Earthworks keeps a list of Chevron’s alleged greenwashing on their website with screenshots of the company’s tweets and advertisements. The three organizations behind the complaint call Chevron’s media campaigns about addressing climate action and renewable fuels “false and misleading,” and says the energy giant misleads consumers with “deceptive jargon.” 

Josh Eisenfeld, the corporate accountability campaigner at Earthworks, said in a press statement that “[t]he world’s second biggest polluter shouldn’t be allowed to advertise that they’re good for the environment.” Meanwhile, in its press statement, Chevron said it’s investing more than $3 billion now through 2028 to “advance the energy transition.”

The complaint also calls out Chevron’s Black Lives Matter Twitter post from last June. “In reality, Chevron’s business operations exacerbate racial inequalities and disproportionately harm people of color,” the Earthworks site reads. One example includes when more than 15,000 people were hospitalized for respiratory distress after a 2012 fire at a Chevron refinery in Richmond, California, a city with a roughly 40 percent Latinx and 20 percent Black population, sent a plume of black smoke into the air. The same refinery accidentally dumped around 750 gallons of fuel into San Francisco Bay this February. 

Chevron called the complaint “frivolous” in an email statement to PopSci. “We engage in honest conversations about the energy transition. We believe the future of energy is lower carbon and are working to help the world achieve that goal,” it read. The company also said it’s “taking action to reduce the carbon intensity of [its] operations and assets, increase the use of renewables and offsets in support of [its] business, and invest in low-carbon technologies to enable commercial solutions.” The company has put money behind renewable start-ups, but the sum is only a minuscule percentage of the company’s total capital expenditures.

[Related: Keystone XL was supposed to be a green pipeline. What does that even mean?]

Right now, the Green Guides are the only greenwashing guidelines set forth by a US government agency.
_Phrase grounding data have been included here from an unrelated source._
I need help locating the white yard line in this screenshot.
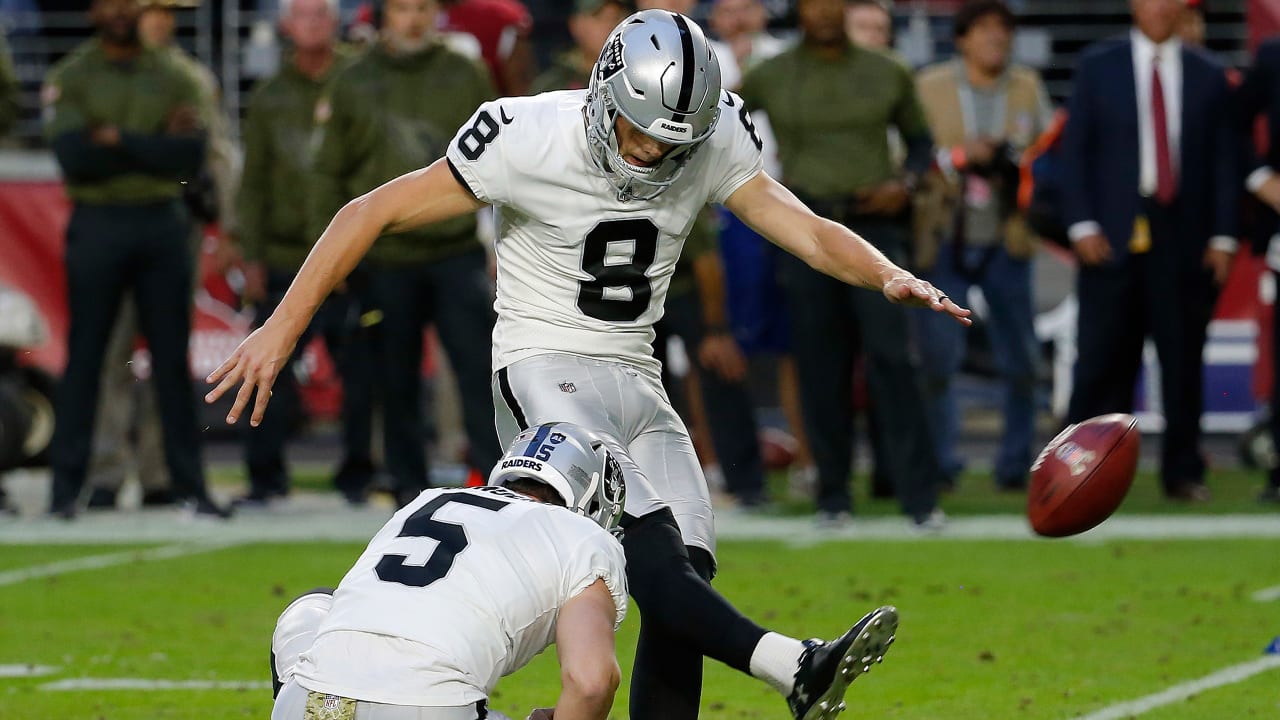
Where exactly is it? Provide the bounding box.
[1250,584,1280,602]
[3,504,1280,545]
[1072,655,1280,720]
[0,541,242,587]
[39,678,270,691]
[0,665,58,678]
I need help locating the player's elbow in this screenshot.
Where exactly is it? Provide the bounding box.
[560,658,620,707]
[339,192,390,237]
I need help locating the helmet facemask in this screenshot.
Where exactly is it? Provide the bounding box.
[585,78,717,202]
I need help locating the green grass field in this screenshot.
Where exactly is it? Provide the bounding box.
[1,468,1278,719]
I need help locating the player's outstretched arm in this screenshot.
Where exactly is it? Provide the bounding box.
[205,158,486,426]
[552,579,620,720]
[724,171,972,326]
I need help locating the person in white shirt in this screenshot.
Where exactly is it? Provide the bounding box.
[211,11,968,720]
[1059,0,1237,503]
[270,422,628,720]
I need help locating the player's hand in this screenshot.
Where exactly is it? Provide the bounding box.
[882,274,972,326]
[698,333,748,382]
[855,180,910,216]
[1073,233,1112,266]
[204,320,299,426]
[1254,174,1280,214]
[526,708,555,720]
[1203,246,1234,287]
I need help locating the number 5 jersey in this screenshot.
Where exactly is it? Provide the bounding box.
[445,89,763,374]
[291,487,627,707]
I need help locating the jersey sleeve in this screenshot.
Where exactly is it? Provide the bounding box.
[707,91,765,205]
[445,99,514,206]
[562,531,628,629]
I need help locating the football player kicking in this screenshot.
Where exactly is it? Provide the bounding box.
[270,422,628,720]
[209,10,970,720]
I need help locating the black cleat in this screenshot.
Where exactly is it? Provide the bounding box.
[787,606,898,720]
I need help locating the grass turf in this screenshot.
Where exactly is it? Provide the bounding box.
[1,537,1277,719]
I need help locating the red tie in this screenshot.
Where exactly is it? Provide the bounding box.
[1152,55,1176,205]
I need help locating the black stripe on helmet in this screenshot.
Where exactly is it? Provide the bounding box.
[669,12,696,124]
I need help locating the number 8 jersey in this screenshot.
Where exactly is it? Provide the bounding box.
[445,89,763,373]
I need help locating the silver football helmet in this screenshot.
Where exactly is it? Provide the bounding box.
[489,422,627,534]
[585,9,723,201]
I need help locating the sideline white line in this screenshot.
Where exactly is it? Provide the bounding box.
[1072,655,1280,720]
[0,665,59,678]
[0,542,242,587]
[4,506,1280,544]
[39,678,270,691]
[1251,585,1280,602]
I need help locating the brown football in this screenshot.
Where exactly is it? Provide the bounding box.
[1028,414,1140,537]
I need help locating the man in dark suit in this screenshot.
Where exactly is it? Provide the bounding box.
[1237,36,1280,504]
[1060,0,1237,502]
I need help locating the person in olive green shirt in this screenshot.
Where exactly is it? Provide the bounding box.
[42,0,227,519]
[235,0,377,506]
[529,0,630,94]
[86,0,240,511]
[739,0,944,530]
[0,31,18,138]
[309,0,499,506]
That leaves some serious gaps in federal regulations on how companies and sellers market environmentally friendly purchases. Several law professionals argue that more robust rules would curb instances of false and misleading labels that often trick consumers.

Until this point, none of the FTC’s Green Guides cases have centered around a fossil fuel company’s industrial practices. The accountability groups wrote in their statement that they’re “calling on the FTC to require that Chevron remove these ads, refrain from releasing similar ads in the future, and face any relevant penalties as just and proper.” 

Now that the complaint has been filed, though, the ball is in the FTC’s court. Eisenfeld tells PopSci that the next steps may take a while. “This process can really vary from a couple months to years,” he says. “We really have high hopes that the FTC will do everything in their powers to quickly protect American consumers.”